Individualization of Treatment Regimes Based Upon Genetic Profile
Cardiac hypertrophy in response to hemodynamic overload or myocardial injury increases myocardial mass in part by altering gene expression. Messenger RNA profiles for hypertrophy and heart failure are highly conserved between species and critical transcriptional activators of this program, such as MEF2 downstream of Gq, have been well defined. It is increasingly recognized that transcriptional repression acts in concert with transcriptional activation to coordinate expression of genes, and identification of small, non-coding microRNAs (miRs) that negatively regulate production of protein products from messenger RNA (mRNA) transcripts by binding to complementary sequences in the 3’UTR of target mRNAs has provided fresh insight into the basic mechanisms that balance gene expression.

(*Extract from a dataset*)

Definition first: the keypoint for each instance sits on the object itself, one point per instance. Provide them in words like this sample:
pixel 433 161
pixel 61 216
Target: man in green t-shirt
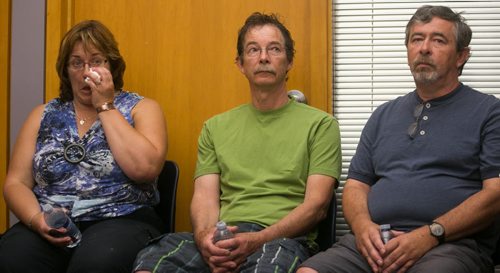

We described a program of cardiac-expressed miRs that are dynamically regulated in human heart failure, analogous to that for mRNAs (Circulation. 119:1263-71, 2009, pdf), and have since used novel deep resequencing techniques combining multiplexed PCR, genetic bar-coding and pooled seqeuncing to examine microRNA targeting in different cardiac diseases (Proc Nat Acad Sci USA. 109:19864-9, 2012, pdf and others). Similar advanced genomics approaches have been developed to examine genetic variation within the exons of genes that cause familial hypertrophic and dilated cardiomyopathies.